Data engineering is a dynamic and ever-evolving field, constantly shaped by new tools, cloud providers, and technological advancements. Reflecting on how things were done just five years ago compared to today, it becomes evident that the landscape has undergone a significant transformation.

The rapid introduction of new tools, cloud platforms, code-less solutions, ETL frameworks, reverse-ETL frameworks, and more can be overwhelming, leaving data engineers juggle with a complex and ever-expanding array of options.

Illustration of the modern data stack

While it may appear that the data engineering role has become primarily focused on tool selection and integration, aiming to construct data pipelines that satisfy customers or business units, this approach may only yield temporary success.

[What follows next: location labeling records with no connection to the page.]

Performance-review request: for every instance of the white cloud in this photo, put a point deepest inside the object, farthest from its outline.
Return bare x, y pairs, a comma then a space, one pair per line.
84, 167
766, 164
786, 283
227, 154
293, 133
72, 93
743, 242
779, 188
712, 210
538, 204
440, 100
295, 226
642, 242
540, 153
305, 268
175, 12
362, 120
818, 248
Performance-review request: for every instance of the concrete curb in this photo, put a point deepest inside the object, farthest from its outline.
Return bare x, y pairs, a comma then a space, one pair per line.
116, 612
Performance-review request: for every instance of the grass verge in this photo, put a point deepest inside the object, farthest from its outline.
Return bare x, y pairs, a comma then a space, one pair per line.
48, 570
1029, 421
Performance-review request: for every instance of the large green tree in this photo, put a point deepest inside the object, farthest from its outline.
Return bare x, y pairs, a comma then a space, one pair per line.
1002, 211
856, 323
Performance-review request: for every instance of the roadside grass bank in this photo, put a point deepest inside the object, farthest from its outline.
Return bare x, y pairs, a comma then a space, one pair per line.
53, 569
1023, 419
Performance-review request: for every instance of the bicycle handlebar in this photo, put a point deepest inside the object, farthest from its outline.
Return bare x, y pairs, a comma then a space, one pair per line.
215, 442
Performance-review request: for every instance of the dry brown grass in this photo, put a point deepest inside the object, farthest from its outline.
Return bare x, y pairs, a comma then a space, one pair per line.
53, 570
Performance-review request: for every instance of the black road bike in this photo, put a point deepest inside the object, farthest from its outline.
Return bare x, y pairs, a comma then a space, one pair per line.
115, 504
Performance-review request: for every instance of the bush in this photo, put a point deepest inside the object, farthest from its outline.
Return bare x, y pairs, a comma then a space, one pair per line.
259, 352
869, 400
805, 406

As organizations accumulate more data sources, complex transformations, and intricate processes, relying solely on tools without a structured methodology for handling data can lead to the formation of data swamps instead of efficient data lakes. Consequently, the data engineering team may face mounting challenges, leading to difficult and frustrating days at work. A survey conducted on the state of data engineering further supports this.

The underlying problem with this approach lies in treating data engineering as a mere collection of tools, each with its own ecosystem and specific requirements. The success or failure of data projects revolve not on the tools themselves, but rather on how we employ these tools in conjunction with best practices. Therefore, the path to success lies in adopting a risk-free approach that prioritizes practices over tools. But how can we ensure success without unnecessary risks?

Going Back to Basics

In my opinion, the key to achieving success in data engineering is to return to the fundamentals, particularly by embracing the principles of software engineering.

In the world of software engineering, hyper-focusing on mastering one library isn’t as important as it might seem. In the rapidly changing world of IT, libraries and tools come and go like passing trends. Putting all the effort into just one library is a risky bet. Why? Because newer and better tools often swoop in, swiftly replacing the old ones.

For software engineers, the best bet is to build a strong foundation of knowledge and skills. When you’ve got the basics down, you can then smoothly adapt to new tools and learning their ins and outs in no time. And here’s the catch: if you’re all about using good programming practices, you’re basically giving your creations a stamp of quality.

In the end, the key isn’t all about being super focused on a single library. It’s about having a toolkit of essential skills that can handle whatever the software world put in your way. So, whether it’s Library A today or Tool B tomorrow, your software skills remain sharp, and producing high-quality software becomes the standard.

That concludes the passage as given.